CARTI continues to expand and offer more cancer care closer to patient’s homes. The organization just opened its third breast cancer center last month. Located in Russellville, it provides 3D mammography with the latest SmartCurve and MammoPad technology. Since Arkansas ranks 35th in participation of mammograms with only 65 percent participation of women 45 and older getting mammograms, the hope is that this technology will reduce the pain and anxiety associated with the exam and increase the number of women who get screened.
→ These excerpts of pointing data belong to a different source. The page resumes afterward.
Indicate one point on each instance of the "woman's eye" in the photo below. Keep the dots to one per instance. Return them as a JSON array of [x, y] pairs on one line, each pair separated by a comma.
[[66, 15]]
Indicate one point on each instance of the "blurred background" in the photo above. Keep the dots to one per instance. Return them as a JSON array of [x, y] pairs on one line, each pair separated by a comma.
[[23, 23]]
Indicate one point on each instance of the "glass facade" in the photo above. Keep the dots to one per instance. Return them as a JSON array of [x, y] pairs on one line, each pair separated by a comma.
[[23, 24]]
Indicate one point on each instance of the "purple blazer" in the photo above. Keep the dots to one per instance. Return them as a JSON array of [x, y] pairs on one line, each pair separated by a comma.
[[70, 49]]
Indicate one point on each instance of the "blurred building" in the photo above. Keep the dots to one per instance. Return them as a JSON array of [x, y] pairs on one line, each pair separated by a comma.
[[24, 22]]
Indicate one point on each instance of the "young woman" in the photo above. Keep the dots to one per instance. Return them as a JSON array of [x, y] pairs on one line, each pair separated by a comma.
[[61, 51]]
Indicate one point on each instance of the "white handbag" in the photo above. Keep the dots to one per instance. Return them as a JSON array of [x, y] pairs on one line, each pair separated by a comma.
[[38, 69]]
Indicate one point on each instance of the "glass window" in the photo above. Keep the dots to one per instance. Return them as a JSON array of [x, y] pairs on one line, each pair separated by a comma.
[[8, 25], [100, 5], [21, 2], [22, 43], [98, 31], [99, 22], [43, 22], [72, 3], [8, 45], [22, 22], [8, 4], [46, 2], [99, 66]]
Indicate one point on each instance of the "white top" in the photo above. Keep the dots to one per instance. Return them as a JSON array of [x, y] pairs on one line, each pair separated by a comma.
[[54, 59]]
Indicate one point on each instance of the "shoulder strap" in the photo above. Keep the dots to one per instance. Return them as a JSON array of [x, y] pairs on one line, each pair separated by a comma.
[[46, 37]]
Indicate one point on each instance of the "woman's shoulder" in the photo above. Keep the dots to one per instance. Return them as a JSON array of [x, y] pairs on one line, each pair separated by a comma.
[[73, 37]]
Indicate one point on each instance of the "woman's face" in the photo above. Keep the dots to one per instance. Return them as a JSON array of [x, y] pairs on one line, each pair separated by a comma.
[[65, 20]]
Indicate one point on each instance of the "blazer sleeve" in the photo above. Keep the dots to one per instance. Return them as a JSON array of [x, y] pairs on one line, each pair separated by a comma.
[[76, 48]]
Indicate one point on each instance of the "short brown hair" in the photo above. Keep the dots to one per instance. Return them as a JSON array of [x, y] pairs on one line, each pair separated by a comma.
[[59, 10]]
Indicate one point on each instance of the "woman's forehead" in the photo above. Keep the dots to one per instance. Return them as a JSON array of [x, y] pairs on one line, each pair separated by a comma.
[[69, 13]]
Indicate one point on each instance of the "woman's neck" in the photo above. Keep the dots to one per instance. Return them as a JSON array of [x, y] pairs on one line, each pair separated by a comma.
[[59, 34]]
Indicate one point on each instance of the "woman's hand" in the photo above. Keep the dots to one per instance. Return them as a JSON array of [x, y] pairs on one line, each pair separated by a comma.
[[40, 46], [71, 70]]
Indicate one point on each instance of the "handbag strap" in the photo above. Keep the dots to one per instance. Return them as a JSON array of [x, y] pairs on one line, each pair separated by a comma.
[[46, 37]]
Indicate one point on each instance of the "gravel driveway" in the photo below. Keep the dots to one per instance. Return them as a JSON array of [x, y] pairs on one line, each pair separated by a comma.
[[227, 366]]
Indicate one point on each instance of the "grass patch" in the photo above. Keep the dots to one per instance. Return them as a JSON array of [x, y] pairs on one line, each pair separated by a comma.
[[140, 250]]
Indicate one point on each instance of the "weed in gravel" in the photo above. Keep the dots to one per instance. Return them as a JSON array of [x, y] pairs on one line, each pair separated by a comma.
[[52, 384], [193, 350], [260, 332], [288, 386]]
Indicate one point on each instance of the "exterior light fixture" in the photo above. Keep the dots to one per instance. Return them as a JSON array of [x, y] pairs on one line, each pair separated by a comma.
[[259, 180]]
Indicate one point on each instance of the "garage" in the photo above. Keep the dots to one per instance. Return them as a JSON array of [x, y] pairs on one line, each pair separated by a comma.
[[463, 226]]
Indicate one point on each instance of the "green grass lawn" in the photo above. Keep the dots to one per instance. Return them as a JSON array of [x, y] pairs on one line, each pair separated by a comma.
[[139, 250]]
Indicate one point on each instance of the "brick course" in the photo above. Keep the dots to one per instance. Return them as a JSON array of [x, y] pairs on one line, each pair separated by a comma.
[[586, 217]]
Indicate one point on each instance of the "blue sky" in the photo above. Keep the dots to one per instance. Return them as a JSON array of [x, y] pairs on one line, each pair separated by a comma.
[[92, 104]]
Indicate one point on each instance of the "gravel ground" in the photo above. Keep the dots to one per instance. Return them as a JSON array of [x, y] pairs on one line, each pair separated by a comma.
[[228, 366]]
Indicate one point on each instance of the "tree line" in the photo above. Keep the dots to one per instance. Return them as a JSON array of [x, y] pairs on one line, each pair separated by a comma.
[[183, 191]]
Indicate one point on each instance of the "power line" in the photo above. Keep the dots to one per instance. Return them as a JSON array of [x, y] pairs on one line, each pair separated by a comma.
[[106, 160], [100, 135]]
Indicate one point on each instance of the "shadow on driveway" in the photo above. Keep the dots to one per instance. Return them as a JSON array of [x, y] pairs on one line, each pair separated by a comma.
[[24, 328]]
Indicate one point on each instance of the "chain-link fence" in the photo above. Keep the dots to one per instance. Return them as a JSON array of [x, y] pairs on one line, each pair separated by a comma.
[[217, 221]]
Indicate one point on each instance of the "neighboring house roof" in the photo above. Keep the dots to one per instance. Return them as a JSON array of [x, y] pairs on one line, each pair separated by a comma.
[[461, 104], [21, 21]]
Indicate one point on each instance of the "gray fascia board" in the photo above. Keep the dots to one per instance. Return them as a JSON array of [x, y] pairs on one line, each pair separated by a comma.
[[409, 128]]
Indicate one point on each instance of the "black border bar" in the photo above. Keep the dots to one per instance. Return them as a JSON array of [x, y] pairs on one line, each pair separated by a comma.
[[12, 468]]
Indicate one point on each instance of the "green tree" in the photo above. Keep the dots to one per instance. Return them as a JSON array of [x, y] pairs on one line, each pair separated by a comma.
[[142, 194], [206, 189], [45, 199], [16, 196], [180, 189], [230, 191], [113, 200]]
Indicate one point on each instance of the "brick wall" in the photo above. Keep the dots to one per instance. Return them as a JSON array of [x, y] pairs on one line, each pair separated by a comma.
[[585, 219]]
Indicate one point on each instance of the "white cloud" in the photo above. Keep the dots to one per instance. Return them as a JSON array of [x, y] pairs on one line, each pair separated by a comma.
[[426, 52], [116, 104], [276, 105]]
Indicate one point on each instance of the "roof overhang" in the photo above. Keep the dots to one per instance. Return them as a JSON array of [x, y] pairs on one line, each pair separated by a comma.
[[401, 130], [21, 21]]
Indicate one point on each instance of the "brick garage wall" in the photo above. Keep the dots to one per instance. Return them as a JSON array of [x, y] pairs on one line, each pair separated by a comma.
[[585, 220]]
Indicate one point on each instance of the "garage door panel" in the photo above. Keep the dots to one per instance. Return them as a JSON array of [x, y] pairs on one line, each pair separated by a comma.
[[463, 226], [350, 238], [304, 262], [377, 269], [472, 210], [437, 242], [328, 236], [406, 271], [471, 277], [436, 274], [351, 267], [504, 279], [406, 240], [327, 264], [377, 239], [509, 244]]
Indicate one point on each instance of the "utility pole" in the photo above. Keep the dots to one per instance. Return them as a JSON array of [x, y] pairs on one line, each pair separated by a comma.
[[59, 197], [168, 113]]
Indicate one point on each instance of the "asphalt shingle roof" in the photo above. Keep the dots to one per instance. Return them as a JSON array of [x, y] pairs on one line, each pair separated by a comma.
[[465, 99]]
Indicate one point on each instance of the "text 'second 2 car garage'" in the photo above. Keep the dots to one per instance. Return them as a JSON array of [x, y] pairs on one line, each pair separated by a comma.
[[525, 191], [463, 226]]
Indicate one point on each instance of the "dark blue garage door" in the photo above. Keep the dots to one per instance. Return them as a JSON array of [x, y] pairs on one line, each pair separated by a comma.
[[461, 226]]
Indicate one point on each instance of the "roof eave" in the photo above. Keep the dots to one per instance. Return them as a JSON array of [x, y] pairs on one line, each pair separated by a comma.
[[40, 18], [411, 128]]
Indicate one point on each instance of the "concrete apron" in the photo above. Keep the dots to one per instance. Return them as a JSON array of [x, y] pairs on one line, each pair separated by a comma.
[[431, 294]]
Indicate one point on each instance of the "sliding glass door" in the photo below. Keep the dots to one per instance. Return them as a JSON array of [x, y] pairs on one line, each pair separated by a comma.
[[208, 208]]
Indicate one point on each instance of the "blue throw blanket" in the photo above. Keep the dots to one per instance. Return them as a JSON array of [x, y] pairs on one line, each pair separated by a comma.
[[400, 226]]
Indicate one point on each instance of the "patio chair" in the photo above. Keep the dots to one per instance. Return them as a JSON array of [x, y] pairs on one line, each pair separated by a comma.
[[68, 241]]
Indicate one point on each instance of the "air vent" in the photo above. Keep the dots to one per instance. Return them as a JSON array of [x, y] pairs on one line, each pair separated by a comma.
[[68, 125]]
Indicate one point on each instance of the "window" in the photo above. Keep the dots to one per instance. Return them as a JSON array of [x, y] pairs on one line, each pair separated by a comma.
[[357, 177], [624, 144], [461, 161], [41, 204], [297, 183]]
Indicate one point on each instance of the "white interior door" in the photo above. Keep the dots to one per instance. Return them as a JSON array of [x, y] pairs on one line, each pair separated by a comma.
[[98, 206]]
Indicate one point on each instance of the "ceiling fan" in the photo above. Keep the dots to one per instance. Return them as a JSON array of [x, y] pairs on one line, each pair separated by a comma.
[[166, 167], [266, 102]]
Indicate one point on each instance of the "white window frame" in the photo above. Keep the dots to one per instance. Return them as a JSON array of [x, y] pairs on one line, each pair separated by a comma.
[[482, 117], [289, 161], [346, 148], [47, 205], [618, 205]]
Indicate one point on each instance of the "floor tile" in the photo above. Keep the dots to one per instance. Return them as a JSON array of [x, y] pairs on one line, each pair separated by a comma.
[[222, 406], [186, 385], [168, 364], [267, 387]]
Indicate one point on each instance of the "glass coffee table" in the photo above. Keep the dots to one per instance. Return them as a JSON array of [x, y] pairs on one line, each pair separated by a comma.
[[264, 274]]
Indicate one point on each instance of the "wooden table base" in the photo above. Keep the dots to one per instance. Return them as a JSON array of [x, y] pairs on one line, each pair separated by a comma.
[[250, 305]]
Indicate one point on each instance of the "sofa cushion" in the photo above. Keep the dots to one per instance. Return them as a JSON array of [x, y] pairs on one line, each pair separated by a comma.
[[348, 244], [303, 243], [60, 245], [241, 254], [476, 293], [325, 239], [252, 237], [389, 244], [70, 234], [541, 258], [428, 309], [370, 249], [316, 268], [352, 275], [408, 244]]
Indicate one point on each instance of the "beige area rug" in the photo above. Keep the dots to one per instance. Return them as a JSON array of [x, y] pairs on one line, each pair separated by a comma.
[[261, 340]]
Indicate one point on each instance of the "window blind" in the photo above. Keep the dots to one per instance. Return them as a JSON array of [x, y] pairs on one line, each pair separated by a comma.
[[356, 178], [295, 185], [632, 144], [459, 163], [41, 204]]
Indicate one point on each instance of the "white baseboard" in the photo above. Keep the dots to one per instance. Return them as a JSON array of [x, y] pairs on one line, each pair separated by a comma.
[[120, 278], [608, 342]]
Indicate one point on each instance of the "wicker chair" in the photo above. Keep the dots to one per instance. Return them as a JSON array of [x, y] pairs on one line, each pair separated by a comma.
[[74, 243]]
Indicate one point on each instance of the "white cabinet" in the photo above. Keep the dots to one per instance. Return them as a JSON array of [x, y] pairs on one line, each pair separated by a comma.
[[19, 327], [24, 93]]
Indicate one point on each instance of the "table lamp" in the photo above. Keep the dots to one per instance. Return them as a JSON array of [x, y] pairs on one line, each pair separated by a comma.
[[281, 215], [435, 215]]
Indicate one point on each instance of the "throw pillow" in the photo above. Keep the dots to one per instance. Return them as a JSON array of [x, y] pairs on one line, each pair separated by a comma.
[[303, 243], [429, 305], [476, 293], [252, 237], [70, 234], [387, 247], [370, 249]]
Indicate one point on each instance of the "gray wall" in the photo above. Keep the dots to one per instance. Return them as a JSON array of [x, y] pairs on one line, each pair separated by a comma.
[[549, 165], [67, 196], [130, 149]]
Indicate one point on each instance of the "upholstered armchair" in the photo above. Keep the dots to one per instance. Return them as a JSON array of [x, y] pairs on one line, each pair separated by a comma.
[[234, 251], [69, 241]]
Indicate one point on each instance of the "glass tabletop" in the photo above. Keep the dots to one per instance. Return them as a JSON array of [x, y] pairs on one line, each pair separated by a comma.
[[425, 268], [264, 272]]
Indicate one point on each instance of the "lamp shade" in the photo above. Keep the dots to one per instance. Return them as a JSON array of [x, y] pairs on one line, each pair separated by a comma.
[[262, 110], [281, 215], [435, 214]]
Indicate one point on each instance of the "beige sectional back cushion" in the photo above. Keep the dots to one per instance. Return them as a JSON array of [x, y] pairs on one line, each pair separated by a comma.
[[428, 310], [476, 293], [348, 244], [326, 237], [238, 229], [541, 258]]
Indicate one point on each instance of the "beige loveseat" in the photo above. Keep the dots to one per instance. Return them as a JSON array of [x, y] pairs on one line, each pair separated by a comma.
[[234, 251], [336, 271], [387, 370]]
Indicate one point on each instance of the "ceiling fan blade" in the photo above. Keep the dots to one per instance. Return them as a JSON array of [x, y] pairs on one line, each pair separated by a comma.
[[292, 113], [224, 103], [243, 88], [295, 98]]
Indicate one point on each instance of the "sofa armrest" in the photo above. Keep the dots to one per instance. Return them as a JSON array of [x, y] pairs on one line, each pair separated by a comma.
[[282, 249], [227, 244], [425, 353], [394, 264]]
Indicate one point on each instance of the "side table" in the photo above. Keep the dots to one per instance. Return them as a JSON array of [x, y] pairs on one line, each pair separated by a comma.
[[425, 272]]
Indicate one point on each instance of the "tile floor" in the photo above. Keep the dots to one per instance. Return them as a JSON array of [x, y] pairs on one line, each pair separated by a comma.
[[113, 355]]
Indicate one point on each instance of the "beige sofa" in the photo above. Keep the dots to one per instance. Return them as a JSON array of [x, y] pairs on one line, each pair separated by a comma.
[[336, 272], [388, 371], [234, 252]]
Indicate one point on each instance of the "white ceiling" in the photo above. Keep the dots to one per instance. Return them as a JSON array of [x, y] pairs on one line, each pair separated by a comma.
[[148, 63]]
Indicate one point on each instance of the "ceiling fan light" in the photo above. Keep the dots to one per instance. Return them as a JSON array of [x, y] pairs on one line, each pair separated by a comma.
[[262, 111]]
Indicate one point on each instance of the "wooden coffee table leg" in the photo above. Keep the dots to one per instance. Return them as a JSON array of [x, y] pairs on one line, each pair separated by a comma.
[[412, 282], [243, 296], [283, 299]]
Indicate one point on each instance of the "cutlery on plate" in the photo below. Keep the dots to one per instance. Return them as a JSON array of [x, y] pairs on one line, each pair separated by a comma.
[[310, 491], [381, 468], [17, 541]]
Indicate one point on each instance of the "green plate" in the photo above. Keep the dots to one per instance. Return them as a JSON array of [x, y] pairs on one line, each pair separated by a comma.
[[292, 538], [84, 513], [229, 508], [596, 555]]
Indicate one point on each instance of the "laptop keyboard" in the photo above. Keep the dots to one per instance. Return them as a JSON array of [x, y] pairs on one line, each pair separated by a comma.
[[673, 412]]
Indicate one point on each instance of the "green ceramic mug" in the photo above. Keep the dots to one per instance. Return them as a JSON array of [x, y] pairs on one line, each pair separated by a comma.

CARTI also has two more cancer centers under construction (in Pine Bluff and El Dorado) in addition to a new surgery center in Little Rock. The El Dorado cancer center will open this fall, and the Pine Bluff location will open in January 2022. The two centers are important locations for people in south Arkansas who travel hours for care. According to Head, they are seeing a rise in cancer cases in that region, and he feels it is critical to take “state-of-the-art equipment, people, personnel and support to where it’s needed most.”
The brand-new, two-story surgery center will open in the fall of 2022 on the main Little Rock campus. This will be the first center of its kind in the state and provide more complex surgeries where patients can stay overnight. It will be the second-largest construction project for the organization since the completion of CARTI’s Little Rock cancer center in 2015.